Rebirth or Band-Aid? Maryland Lawmakers Unveil $290M Aid Package to Revamp Baltimore, a City in Desperate Need of a Turnaround
Is there hope for Baltimore? A rebirth of the city? The state legislature is poised to approve significant funding with an eye toward turning things around in the beleaguered city.
As the Baltimore Sun reported, leading lawmakers in the Democratic-controlled Maryland General Assembly have agreed on an aid package amounting to more than $290 million. However, while Republican Gov. Larry Hogan is reportedly in favor of making Baltimore’s future “better and brighter,” he opposes the mandates that the Democrats will use in funding the plan, reportedly restricting how he can allocate funds in the budget.
The legislative package, set for approval by state lawmakers, includes nine bills. Some of the initiatives include keeping libraries open 12 hours a day, seven days a week; a “next-generation scholars” mentorship program granting full college scholarships to poor students who enroll as eighth-graders; and funding for a program at Towson University to train people for jobs in construction. In addition, through the Department of Housing and Community Development, a $12 million fund will provide grants and loans to colleges and other groups — which the Washington Post refers to as “anchor institutions” — to develop blighted areas. Further, $16.5 million will be allocated for city parks.
The extensive aid package would also create a new school for adults to earn a high school diploma, and allow Baltimore public universities to give preference to city businesses in awarding contracts. Further, the legislation includes a measure to provide funding to after-school and summer programs, for which the governor would be required to include $10 million each year in the state budget 2018 through 2021, according to the Post.
“It’s an opportunity to show the country, if you will, that you can have a renaissance in these urban communities that seem to have fallen on hard times,” said House Speaker Michael E. Busch, as the Sun reported. “Baltimore can be an example of how to create a renaissance and a rebirth of your urban areas.”

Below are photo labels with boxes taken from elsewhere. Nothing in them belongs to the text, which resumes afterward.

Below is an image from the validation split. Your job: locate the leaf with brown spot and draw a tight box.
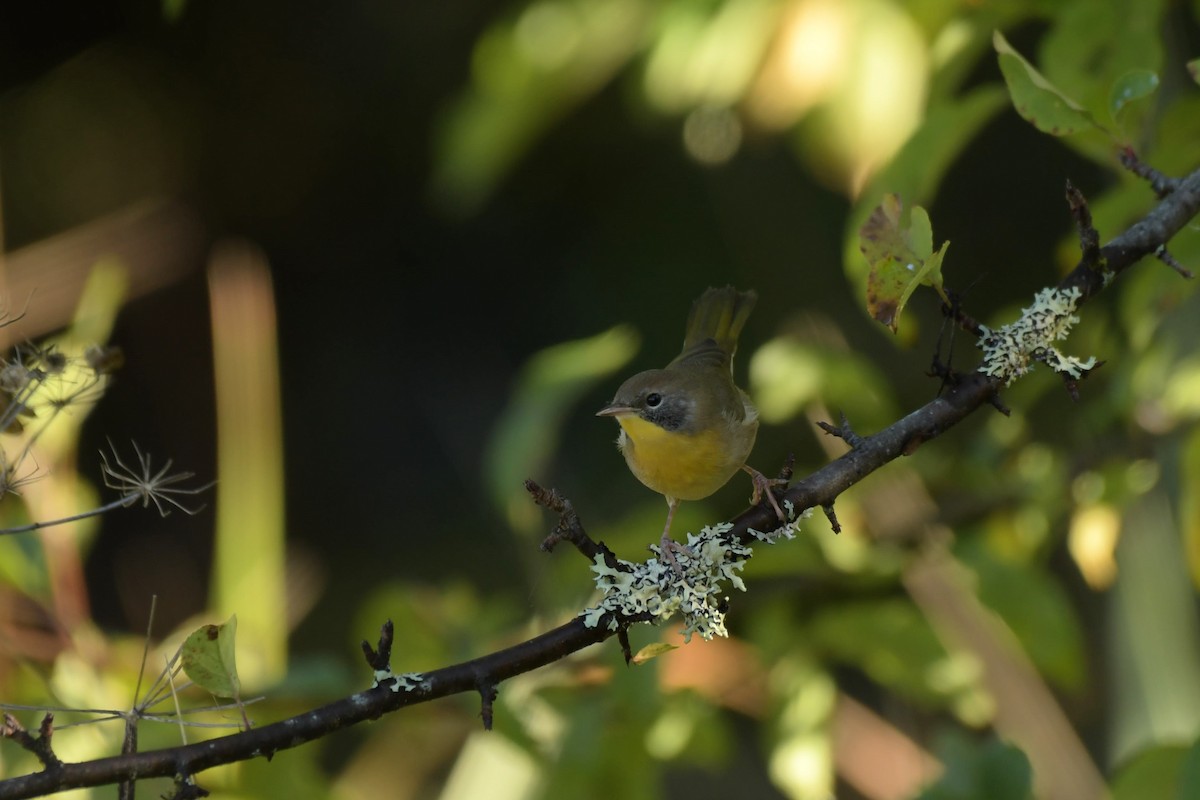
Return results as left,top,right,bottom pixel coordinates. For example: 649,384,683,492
858,194,949,333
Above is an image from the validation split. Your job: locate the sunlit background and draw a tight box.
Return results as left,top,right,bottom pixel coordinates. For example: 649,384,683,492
0,0,1200,800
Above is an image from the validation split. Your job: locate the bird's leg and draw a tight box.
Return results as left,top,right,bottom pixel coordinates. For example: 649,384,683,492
659,498,691,578
742,464,787,522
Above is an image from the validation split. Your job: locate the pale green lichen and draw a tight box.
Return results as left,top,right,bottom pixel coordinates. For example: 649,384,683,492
581,513,798,642
976,287,1096,386
371,669,428,692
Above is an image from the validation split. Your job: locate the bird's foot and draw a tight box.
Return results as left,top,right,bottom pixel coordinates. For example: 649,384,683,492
659,531,696,578
742,467,787,522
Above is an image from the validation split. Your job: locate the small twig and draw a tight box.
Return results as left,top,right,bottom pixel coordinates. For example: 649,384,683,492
1154,245,1195,278
617,627,634,667
817,411,863,450
1067,181,1104,270
942,290,983,336
524,479,608,561
362,620,396,672
479,679,499,730
821,503,841,534
1117,146,1183,199
0,714,62,772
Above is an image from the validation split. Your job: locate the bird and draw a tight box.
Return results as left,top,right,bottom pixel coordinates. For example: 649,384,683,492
596,287,786,573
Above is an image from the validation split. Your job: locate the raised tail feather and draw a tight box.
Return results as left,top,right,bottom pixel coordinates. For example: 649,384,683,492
672,287,758,366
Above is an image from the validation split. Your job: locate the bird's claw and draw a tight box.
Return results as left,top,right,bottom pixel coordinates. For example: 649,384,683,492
743,467,787,522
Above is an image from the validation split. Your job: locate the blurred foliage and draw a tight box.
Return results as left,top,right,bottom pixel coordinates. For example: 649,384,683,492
0,0,1200,800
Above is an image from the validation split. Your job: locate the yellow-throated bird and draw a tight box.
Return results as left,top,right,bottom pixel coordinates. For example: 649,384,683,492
596,287,785,571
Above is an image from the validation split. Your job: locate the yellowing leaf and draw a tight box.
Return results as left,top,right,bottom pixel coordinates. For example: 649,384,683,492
991,30,1104,136
858,194,949,333
630,642,678,664
180,614,241,698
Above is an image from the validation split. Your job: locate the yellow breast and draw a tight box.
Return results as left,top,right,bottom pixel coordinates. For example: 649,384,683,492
617,415,757,500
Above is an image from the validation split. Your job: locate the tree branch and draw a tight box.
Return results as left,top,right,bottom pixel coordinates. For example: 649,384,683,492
0,165,1200,800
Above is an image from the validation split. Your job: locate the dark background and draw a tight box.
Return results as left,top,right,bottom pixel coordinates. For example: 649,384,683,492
0,0,1100,648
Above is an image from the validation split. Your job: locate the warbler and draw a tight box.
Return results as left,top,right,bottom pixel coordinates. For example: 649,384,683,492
596,287,786,572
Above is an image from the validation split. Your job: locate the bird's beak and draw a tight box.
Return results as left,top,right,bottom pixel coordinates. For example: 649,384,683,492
596,402,637,416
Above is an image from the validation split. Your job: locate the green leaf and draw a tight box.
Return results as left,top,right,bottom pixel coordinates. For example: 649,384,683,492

“It’s a step forward to make a great city greater,” said Senate President Thomas V. Mike Miller, who added that the state’s projected $450 million budget surplus makes the plan possible.
Matthew A. Clark, spokesman for the governor, said the city “should serve as the economic and cultural heart of our state.”
“We clearly share many of the same objectives on issues like blight, but we can’t help but have concerns about the hundreds of millions of dollars in new, required spending in these bills,” he added, according to the Sun. Clark also noted that Baltimore already receives one-fifth of the aid given by the state of Maryland, one-third of the state’s construction budget and 62 percent of the transportation budget.
Baltimore began to receive more attention as a result of last year’s police killing of Freddie Gray, which led to protests and unrest in the city, and unearthed the deprivation, poverty, racial segregation and lack of opportunity facing Black residents.
Meanwhile, Baltimore County has announced a plan to spend $30 million over 10 years to encourage developers to build affordable housing, as BaltimoreBrew reported. The announcement comes with the settling of a 2011 federal housing discrimination suit filed by the Baltimore County NAACP, Baltimore Neighborhoods, Inc., and three residents of the county.
According to the complaint, Baltimore County perpetuated segregation by failing to expand affordable housing in more affluent neighborhoods. In the agreement — which was unveiled by assistant Housing and Urban Development secretary Gustavo Velasquez and others — County Executive Kevin Kamenetz is being asked to introduce legislation in the County Council that prohibits landlords from refusing to rent to people with Section 8 federal rental vouchers. Developers and landlords vehemently oppose the measure, according to BaltimoreBrew, and it has little hope of passage.